Maria Unger, Bürgermeisterin in Gütersloh, schätzt lokale Themen.

Von Maria Unger, Bürgermeisterin Gütersloh
Mit dem täglichen Blick in die Tageszeitung beginnt der Arbeitstag bereits am Frühstückstisch. Die Reihenfolge ist klar festgelegt. Zuallererst das Lokale...! Das erwartet man vielleicht von einer Bürgermeisterin, aber diese Lesegewohnheit hat bei mir eine lange Tradition.
Wo schon ist die Welt so bunt und so nah wie im Lokalen - auf »meinen Gütersloher Seiten«. Als wir vor fast 30 Jahren nach Gütersloh zogen, waren die Lokalseiten mein erster Blick auf die neue unbekannte Stadt.
Wir hatten uns - wegen der Mietangebote - die einschlägigen Tageszeitungen zuschicken lassen und machten uns über die Geschichten und Meldungen mit Gütersloh vertraut: mit Namen, die wir noch nie gehört hatten und daher beim ersten Lesen für einen Druckfehler hielten (heute weiß ich, dass Ottovordemgentschenfelde eine ganze Dynastie bezeichnet), mit Berichten über Schützenvereine und einen Fußballverein, der immerhin recht hochklassig spielte.
Wir erfuhren, dass der Stadtdirektor hier Wixforth hieß, noch gar nicht so alt war, aber doch schon auf eine lange Amtszeit zurückblicken konnte.
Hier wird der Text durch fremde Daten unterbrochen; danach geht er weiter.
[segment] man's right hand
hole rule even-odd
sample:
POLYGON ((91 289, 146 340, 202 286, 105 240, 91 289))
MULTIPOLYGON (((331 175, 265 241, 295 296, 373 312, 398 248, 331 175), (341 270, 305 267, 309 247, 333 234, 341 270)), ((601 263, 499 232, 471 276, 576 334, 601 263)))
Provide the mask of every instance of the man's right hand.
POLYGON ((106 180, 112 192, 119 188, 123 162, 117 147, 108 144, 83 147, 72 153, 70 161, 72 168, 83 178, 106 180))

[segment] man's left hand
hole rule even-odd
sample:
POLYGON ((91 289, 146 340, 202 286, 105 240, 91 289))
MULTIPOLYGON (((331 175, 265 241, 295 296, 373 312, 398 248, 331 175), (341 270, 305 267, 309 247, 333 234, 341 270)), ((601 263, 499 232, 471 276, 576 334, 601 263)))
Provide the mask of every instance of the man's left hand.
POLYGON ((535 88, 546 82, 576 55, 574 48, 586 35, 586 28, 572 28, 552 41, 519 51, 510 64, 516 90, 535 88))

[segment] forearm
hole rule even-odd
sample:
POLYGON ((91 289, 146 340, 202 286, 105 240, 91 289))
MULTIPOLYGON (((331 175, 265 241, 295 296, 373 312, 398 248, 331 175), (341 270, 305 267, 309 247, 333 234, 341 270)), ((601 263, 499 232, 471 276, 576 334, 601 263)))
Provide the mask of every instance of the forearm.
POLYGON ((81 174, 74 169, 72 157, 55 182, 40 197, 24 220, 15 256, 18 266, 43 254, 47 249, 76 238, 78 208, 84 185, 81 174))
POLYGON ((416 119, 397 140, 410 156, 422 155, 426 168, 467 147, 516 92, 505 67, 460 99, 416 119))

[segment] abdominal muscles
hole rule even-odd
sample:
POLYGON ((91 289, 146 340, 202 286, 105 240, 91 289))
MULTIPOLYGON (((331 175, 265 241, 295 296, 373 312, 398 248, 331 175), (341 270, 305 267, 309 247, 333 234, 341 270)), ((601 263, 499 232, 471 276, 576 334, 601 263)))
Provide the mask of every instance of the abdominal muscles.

Im Rat - so ließ sich aus der Ausschuss-Berichterstattung folgern - hatte die CDU das Sagen, und auf dem Berliner Platz fanden unter einem imposanten Zeltdach fröhliche Feste statt. Kurzum: Der Lokalteil lieferte mir das ganze Spektrum dieser Stadt im Zeitraffer.
Dazu noch, auch das ein wichtiger Service für »Zugereiste«, eine Auswahl von Gruppen, Vereinen und Initiativen, VHS und Familienbildungsstätte, durch deren Angebote man schnell andere Menschen kennenlernen konnte. Auf diese Weise habe ich auch erfahren, dass die SPD zu kommunalpolitischen Stammtischen einlud. Ein Thema hat mich interessiert, ich ging hin - und kam nicht wieder los von der Politik.
Was damals galt, ist heute noch aktuell, wenngleich sich die medialen Möglichkeiten (man denke nur an den Farbdruck) erweitert haben: Der Lokalteil ist ein Spiegel der Gesellschaft - und bei weitem nicht nur der Stadtgesellschaft. Er ist nach den kommentierenden Beiträgen im Überregionalen der wohl individuellste Teil der Zeitung, denn er zeigt am deutlichsten die Handschrift derer, die hier Beiträge verfassen - nah am Geschehen, täglich im Einsatz und oft mit einem größeren Erfahrungsschatz bei den Entwicklungen in dieser Stadt als wir Kommunalpolitiker.
Dafür stehen sie - nicht selten direkter als ihre Kollegen im »Mantel« - im Blickpunkt von Kritik und Anerkennung. Der Draht ist kurz, man läuft sich häufig über den Weg - über »feed back« muss ein Redakteur im Lokalen vermutlich nicht klagen.
Inzwischen durfte ich viele Kollegen und Kolleginnen hier am Ort kennen lernen. Von einigen kann ich schon sagen, ich habe ihren Berufsweg seit dem Volontariat mit verfolgt.
Meine Hochachtung vor ihrer Arbeit ist dadurch nur gestiegen. Das sage ich aus voller Überzeugung, ohne verhehlen zu wollen, dass manchmal das Brötchen im Halse stecken bleibt, wenn die Überschrift einen »Skandal« in Politik oder Verwaltung ahnen lässt. Dass der Text dann den schrillen Ton des Titels wieder auf ein sachliches Maß zurückführt, ist ebenso eine Erfahrung, die an manchen Tagen zum Ritual am Frühstückstisch gehört. Und im Verlag wird mir wohl niemand widersprechen, wenn ich feststelle, dass es gerade das WESTFALEN-BLATT zu einer gewissen Meisterschaft im Formulieren pointierter »Headlines« gebracht hat.
Auf 27 Lokalausgaben kann das WESTFALEN-BLATT an seinem 60. Geburtstag verweisen. Das finde ich beachtlich und auch zukunftsweisend. Im Lokalen schlägt für mich das Herz einer Regionalzeitung.
Und wenn von der vielstrapazierten Leser-Blatt-Bindung die Rede ist, dann ist ebenfalls das Lokale ganz vorn - auch und gerade im Zeitalter einer unglaublichen Medienvielfalt, die uns unzählige Möglichkeiten der Information eröffnet und uns doch zuweilen ratlos damit zurücklässt. Da bringt das Lokale die notwendige Erdung.